# major lift arms



## bleddyn (Dec 5, 2010)

can anybody help me.i have a fordson major and havent used it for a good 2 years now,but the other day i went to start it the lift arms wouldnt work but was working fine when i used it last.few people have told me that they are prop frozen with this cold weather but i find it hard to believe.is there a common fault on them or is there something stuck in back axle due to lack of use.
cheers bledd


----------



## Hoodoo Valley (Nov 14, 2006)

Welcome to the forum Bleddyn! The cold could well have stopped them, especially if you had water in the hydraulics. Have you checked the filter and suction screen, and is the fluid up to the full mark?


----------



## bleddyn (Dec 5, 2010)

thank you. oil levels are ok and it seems to be pulling/pumping when i put pto in gear for them to work.


----------



## Hoodoo Valley (Nov 14, 2006)

Do the bucket rams function or are they dead too? When you palm the controls, do you hear the pump lugging?


----------



## bleddyn (Dec 5, 2010)

nothing woks.just feels like its like its pumping hard when pto is in gear


----------



## Hoodoo Valley (Nov 14, 2006)

Someone might have better advice, but I'd check your filter if it has one, and the suction screen. Could also be sucking air in the reurn, through a crack or loose fitting. Someone might have better advice, but if that checked out all okay, then I'd start cracking fittings one after the other from the front on back, checking to verify that oil leaks out the broken connections one by one back to the pump. Of course, keep clear of the escaping stream of fluid from the cracked connections, and use a piece of cardboard to verify the spray, if any.


----------



## bleddyn (Dec 5, 2010)

thank you
bledd


----------



## Hoodoo Valley (Nov 14, 2006)

...........And be sure to keep watching here, because someone else might have a better idea, or know exactly the problem.


----------



## jdi (Oct 3, 2010)

*lift arms*

Did you get those lift arms working?


----------



## Nathan (Feb 23, 2011)

Hi tractor lovers,

I to have a Fordson Major. It is my wifes grandfathers origional tractor from the family farm. It has been in father in laws truck shed for 20 years and he has given it to me to use as a log splitter.

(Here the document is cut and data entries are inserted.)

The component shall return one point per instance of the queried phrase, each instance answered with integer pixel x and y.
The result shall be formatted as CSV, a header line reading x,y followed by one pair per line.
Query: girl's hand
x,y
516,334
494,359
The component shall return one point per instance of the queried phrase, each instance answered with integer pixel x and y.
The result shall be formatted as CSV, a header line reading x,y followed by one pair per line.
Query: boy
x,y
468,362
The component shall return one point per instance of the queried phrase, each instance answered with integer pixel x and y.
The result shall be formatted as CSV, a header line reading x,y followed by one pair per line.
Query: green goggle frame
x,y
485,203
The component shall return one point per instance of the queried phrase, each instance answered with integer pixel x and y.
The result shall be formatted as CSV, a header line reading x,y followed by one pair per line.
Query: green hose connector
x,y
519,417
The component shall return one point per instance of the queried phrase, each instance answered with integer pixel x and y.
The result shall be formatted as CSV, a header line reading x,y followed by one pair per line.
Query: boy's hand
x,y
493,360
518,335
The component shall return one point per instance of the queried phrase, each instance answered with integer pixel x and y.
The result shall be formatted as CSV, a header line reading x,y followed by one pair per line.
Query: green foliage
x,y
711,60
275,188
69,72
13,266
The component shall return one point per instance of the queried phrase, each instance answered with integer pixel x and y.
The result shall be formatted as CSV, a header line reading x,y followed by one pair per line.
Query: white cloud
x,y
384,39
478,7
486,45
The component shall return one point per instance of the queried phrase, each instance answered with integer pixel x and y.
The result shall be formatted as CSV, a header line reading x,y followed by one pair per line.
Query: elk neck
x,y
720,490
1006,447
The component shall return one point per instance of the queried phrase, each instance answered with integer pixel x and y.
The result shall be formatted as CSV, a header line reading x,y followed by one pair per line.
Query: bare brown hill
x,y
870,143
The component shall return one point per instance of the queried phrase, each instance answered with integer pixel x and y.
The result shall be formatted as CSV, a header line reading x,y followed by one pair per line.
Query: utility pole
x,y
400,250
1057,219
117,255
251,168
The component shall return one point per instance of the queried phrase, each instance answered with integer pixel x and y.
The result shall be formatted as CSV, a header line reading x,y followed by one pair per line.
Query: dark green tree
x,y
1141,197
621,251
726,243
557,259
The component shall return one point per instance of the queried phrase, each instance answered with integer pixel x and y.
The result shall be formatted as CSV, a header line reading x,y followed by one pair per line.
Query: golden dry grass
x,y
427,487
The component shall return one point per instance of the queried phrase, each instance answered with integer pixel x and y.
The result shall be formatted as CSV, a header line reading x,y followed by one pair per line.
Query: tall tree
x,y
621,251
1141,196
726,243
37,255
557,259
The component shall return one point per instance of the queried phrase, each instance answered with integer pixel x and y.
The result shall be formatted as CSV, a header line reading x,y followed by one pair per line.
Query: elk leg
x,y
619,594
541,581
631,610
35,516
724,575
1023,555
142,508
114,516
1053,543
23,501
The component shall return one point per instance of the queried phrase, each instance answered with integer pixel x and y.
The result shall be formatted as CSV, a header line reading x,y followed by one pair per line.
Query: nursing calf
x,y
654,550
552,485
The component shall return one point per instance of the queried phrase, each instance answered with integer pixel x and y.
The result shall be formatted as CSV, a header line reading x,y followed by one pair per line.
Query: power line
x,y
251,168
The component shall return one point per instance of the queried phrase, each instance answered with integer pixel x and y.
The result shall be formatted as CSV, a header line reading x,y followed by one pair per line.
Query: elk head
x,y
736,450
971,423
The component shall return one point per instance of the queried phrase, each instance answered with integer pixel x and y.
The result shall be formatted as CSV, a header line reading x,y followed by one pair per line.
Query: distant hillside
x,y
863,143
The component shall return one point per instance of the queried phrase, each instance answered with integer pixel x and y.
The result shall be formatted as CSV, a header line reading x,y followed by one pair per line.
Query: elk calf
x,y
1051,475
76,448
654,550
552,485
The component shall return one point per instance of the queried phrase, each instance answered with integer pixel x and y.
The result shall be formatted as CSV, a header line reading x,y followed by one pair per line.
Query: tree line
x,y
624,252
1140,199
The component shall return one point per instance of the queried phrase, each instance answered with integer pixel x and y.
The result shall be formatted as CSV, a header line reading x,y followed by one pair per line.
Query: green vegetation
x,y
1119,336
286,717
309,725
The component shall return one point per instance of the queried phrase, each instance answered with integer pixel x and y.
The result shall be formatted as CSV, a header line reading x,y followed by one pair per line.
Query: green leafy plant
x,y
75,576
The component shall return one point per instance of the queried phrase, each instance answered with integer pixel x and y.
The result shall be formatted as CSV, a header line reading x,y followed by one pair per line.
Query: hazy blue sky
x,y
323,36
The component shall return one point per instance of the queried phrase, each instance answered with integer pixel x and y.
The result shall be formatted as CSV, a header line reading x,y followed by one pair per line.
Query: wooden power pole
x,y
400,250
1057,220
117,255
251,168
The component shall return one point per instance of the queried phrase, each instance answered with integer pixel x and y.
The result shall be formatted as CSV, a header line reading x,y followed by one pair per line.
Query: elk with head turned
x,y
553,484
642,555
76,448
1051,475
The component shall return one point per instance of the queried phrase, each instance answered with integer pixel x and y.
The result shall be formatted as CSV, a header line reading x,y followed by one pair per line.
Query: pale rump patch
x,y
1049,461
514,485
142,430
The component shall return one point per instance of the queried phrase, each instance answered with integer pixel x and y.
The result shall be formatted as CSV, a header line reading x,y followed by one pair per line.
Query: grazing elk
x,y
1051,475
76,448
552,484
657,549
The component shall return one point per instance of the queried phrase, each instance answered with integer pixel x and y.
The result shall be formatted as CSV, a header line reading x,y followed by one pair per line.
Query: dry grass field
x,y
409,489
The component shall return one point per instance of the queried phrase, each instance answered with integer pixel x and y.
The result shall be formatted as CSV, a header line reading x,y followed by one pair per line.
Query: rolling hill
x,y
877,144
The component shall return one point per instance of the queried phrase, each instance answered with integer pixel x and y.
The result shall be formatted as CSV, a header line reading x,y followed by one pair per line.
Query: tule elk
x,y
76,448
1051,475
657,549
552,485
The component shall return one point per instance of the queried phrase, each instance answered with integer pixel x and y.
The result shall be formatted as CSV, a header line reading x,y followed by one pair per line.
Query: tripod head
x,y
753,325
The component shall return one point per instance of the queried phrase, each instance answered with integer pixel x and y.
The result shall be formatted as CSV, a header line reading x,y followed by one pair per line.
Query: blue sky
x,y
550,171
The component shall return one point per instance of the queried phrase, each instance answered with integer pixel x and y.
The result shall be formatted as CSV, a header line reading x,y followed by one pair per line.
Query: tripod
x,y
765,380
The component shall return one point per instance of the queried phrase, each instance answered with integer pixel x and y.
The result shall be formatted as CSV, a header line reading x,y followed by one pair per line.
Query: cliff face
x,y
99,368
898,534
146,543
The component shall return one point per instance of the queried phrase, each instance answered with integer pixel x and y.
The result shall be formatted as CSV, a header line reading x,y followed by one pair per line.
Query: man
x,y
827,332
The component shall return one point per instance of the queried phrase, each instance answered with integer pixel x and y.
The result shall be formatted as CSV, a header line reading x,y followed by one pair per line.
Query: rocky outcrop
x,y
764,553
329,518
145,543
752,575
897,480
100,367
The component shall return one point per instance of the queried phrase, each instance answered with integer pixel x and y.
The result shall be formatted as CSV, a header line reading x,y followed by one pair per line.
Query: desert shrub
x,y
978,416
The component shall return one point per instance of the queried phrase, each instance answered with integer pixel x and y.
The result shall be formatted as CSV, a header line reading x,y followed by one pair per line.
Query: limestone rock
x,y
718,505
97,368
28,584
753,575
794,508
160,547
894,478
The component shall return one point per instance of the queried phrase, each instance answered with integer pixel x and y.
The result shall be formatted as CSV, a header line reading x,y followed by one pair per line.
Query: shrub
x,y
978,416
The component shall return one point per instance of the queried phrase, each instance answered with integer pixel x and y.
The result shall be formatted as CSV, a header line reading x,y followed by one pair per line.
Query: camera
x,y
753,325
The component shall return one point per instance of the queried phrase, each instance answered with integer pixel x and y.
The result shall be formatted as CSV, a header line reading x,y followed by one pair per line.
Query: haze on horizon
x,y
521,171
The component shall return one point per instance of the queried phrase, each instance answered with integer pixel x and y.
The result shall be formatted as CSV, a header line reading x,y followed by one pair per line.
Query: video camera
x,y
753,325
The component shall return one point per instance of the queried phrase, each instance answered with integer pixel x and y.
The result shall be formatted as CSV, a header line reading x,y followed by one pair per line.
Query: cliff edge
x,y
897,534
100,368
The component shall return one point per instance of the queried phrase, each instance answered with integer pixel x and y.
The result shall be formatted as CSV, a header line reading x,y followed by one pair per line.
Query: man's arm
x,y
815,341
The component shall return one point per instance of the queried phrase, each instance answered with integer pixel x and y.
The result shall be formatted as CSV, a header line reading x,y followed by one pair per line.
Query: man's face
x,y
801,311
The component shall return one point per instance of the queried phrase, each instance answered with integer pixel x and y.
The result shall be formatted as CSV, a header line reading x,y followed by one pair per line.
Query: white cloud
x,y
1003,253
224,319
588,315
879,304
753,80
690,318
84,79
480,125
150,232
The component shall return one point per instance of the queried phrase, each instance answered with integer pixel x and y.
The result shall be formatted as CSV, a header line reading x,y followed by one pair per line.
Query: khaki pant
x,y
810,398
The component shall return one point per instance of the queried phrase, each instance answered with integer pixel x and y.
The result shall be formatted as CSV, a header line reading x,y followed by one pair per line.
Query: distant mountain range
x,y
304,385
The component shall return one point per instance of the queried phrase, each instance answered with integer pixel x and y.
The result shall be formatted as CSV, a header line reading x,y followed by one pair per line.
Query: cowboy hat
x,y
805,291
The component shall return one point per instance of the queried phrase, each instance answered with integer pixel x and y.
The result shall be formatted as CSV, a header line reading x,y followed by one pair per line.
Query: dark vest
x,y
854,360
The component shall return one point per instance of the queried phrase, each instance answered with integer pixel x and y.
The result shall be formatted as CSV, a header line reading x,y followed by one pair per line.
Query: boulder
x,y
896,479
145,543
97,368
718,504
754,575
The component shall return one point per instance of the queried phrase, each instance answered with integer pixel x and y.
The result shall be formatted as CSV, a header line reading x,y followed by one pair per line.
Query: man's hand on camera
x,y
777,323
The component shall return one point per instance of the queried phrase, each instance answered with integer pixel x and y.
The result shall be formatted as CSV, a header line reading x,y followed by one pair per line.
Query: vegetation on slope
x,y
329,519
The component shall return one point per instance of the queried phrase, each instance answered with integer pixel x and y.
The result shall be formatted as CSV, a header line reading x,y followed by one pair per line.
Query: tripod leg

The remotes work as well as the PTO but again the linage arms refuse to lift. If anyone can offer advice in very simple language it would be appreciated. I need the linkage arms to work so I can obviously lift the log splitter and drive around.
Oil levels have been mentioned, where do I start looking. Even the proceedure to get them to work would be a good start. Does the lever that engages the PTO (located near clutch pedal) have to be engaged? I notice that the remotes work with out this lever engaged?????I think. Will double check in morning.
Please help.Lots of history in this old tractor.
Regards


----------



## jdi (Oct 3, 2010)

Is there another lever beside the 3-point hitch control? If that is in the wrong position the arms will not move.


----------



## Nathan (Feb 23, 2011)

Thanks jdi,

I know the lever you are talking about. It operates left to right and is located just about under your right leg. I had to free it up ( vice grips on the black knob ) so it would move. It now moves further than before. What is the correct position for this to be in?

Thanks


----------



## jdi (Oct 3, 2010)

It's been awhile since we had that Forson Major, kind of forgotten exactly where that lever is. I thought there was another lever right beside the 3-point control. Either way you could move the lever all the way, over one way or the other, then try the arms. 
Good luck.


----------



## MichaelReinhart (Aug 10, 2014)

I am just reading the manual to learn about my newly acquired 54 major so I may be wrong but it looks like the power take off control lever on the left side by the clutch pedal. The manual instructs, declutch before moving the lever; backward movement engages the drive which actuates the hydraulic pump


----------